12_dbo.Proc_PurgeTableParitionsWithNoRows.sql. This file creates a stored procedure named dbo.Proc_PurgeTableParitionsWithNoRows in a user database. The stored procedure removes partitions that have no rows in them so that SalesPartitionTable doesn't include empty partitions. It also recycles the partition numbers so that the table's partitions are always numbered from 1 to 10.
13_Script_Run_dbo_Proc_PurgeTableParitionsWithNoRows.sql. This script executes the dbo.Proc_PurgeTableParitionsWithNoRows stored procedure. If you run script 8 after script 13 completes, you'll see partition information like that in Figure 4. As you can see, the first result set contains 10 partitions -- the partition with the empty rows (sales date 2011-04-22) is gone.
A Time-Saving Tool
The partition solution I created has saved me a lot of time. Previously, it took more than 3 hours each week to add the new sales data and create any necessary indexes because of the amount of data added (up to 40 million rows). Now it takes less than 30 minutes to load 40 million rows and create 3 indexes. Similarly, purging the old data used to take several hours. Now, it's almost instantaneous because I just truncate the partition that contains the old data.

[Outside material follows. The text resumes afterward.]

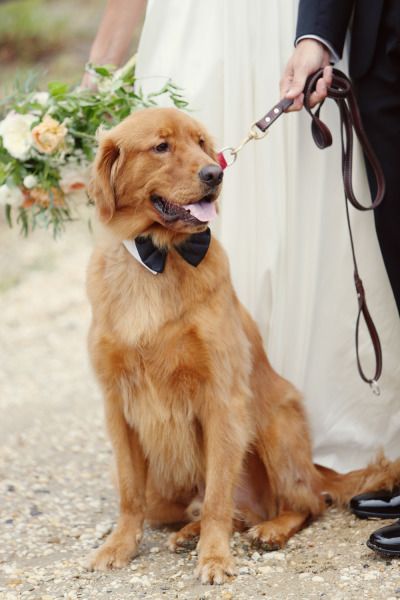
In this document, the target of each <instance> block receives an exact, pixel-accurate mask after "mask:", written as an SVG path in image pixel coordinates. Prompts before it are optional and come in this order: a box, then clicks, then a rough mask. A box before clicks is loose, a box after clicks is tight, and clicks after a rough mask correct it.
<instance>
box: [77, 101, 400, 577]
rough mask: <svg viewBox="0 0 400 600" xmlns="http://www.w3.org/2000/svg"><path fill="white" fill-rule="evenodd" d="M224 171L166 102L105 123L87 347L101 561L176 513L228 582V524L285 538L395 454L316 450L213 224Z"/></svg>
mask: <svg viewBox="0 0 400 600" xmlns="http://www.w3.org/2000/svg"><path fill="white" fill-rule="evenodd" d="M222 174H223V173H222V170H221V168H220V167H219V165H218V163H217V157H216V154H215V151H214V149H213V145H212V142H211V140H210V137H209V135H208V133H207V132H206V131H205V130H204V128H203V127H202V126H201V125H200V124H199V123H198V122H196V121H195V120H194V119H192V118H191V117H190V116H188V115H186V114H184V113H182V112H180V111H178V110H176V109H173V108H168V109H161V108H154V109H146V110H143V111H140V112H137V113H135V114H133V115H131V116H130V117H128V118H127V119H125V120H124V121H123V122H122V123H120V124H119V125H118V126H116V127H115V128H114V129H112V130H110V131H107V132H103V134H102V135H101V139H100V147H99V151H98V154H97V158H96V162H95V165H94V172H93V178H92V181H91V185H90V195H91V197H92V198H93V200H94V201H95V203H96V206H97V211H98V215H99V218H100V221H101V222H102V223H103V228H102V230H103V233H102V236H100V240H99V243H98V244H97V247H96V248H95V250H94V252H93V256H92V258H91V261H90V265H89V270H88V282H87V289H88V296H89V299H90V303H91V306H92V312H93V320H92V325H91V329H90V334H89V351H90V356H91V361H92V364H93V367H94V370H95V372H96V375H97V378H98V380H99V382H100V384H101V387H102V390H103V394H104V402H105V416H106V423H107V428H108V432H109V436H110V439H111V443H112V446H113V450H114V455H115V462H116V473H117V480H118V490H119V499H120V514H119V519H118V523H117V525H116V527H115V530H114V531H113V532H112V533H111V534H110V536H109V537H108V539H107V540H106V542H105V543H104V544H103V546H101V547H100V548H99V549H98V550H97V551H96V553H95V554H94V555H93V556H92V557H91V567H92V568H95V569H107V568H113V567H123V566H125V565H127V564H128V563H129V561H130V560H131V559H132V558H133V557H134V556H135V554H136V553H137V552H138V547H139V543H140V540H141V538H142V533H143V524H144V521H145V520H147V521H148V522H150V523H177V522H182V524H184V523H186V524H185V525H184V526H183V528H182V529H181V530H180V531H178V533H174V534H172V536H171V538H170V547H171V549H173V550H174V549H176V548H177V547H178V546H179V545H183V544H185V542H187V541H188V540H190V539H191V538H196V537H197V536H199V542H198V566H197V575H198V577H199V578H200V580H201V581H202V582H204V583H222V582H223V581H225V580H226V578H227V576H231V575H233V574H234V570H235V566H234V561H233V558H232V555H231V552H230V544H229V542H230V535H231V531H232V529H233V528H234V527H236V528H238V529H241V530H245V529H246V530H249V531H248V534H249V536H250V538H251V539H252V540H253V541H254V543H256V544H261V545H264V546H267V547H269V548H276V547H280V546H282V545H284V544H285V542H286V541H287V540H288V538H289V537H290V536H292V535H293V534H294V533H296V532H297V531H298V530H300V529H301V528H302V527H303V526H304V525H305V524H306V522H307V521H308V520H309V519H310V518H314V517H316V516H317V515H319V514H320V513H321V512H322V511H323V510H324V509H325V507H326V498H327V496H329V497H330V499H331V501H332V502H337V503H345V502H346V501H348V500H349V498H350V497H351V496H352V495H354V494H356V493H360V492H363V491H368V490H373V489H378V488H391V487H392V486H393V484H394V483H395V482H396V481H398V480H399V477H398V476H399V472H400V465H399V463H398V462H397V463H390V462H388V461H386V460H385V459H384V458H382V459H380V460H379V461H377V462H376V463H375V464H373V465H370V466H369V467H367V468H366V469H362V470H359V471H353V472H352V473H349V474H347V475H339V474H337V473H335V472H333V471H330V470H329V469H324V468H321V467H317V466H315V465H314V464H313V461H312V455H311V441H310V434H309V430H308V425H307V420H306V417H305V413H304V409H303V406H302V402H301V398H300V395H299V393H298V392H297V390H296V389H295V388H294V387H293V385H291V384H290V383H289V382H288V381H286V380H285V379H283V378H282V377H280V376H279V375H278V374H277V373H275V371H274V370H273V369H272V368H271V366H270V364H269V362H268V359H267V357H266V355H265V352H264V349H263V345H262V341H261V337H260V334H259V332H258V330H257V326H256V325H255V323H254V321H253V320H252V318H251V317H250V316H249V314H248V312H247V311H246V309H245V308H244V307H243V306H242V305H241V304H240V302H239V301H238V299H237V297H236V294H235V292H234V290H233V287H232V283H231V279H230V274H229V265H228V260H227V257H226V255H225V252H224V250H223V249H222V247H221V245H220V244H219V243H218V241H217V240H216V239H215V238H214V237H213V236H211V235H210V232H209V229H208V222H209V221H210V220H211V219H212V218H213V216H214V215H215V213H216V203H217V198H218V194H219V191H220V188H221V182H222ZM226 201H227V202H229V199H227V200H226ZM243 201H246V199H244V200H243ZM238 243H240V242H239V241H238ZM399 462H400V461H399Z"/></svg>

Queries also take a lot less time to run. For example, each week I have to run a query that returns aggregated values from all 105 or 156 weeks of sales data. Previously, this query would take hours and sometimes even timeout because it had to read through the entire nonpartitioned table. After the partitioned table was in place, I modified the query to take advantage of partition elimination (i.e., accessing the necessary data in the partition at any given time based on a partition column value). The modified query consistently runs in about 11 minutes. I hope that you, too, can save some time by applying the concepts and code I've presented.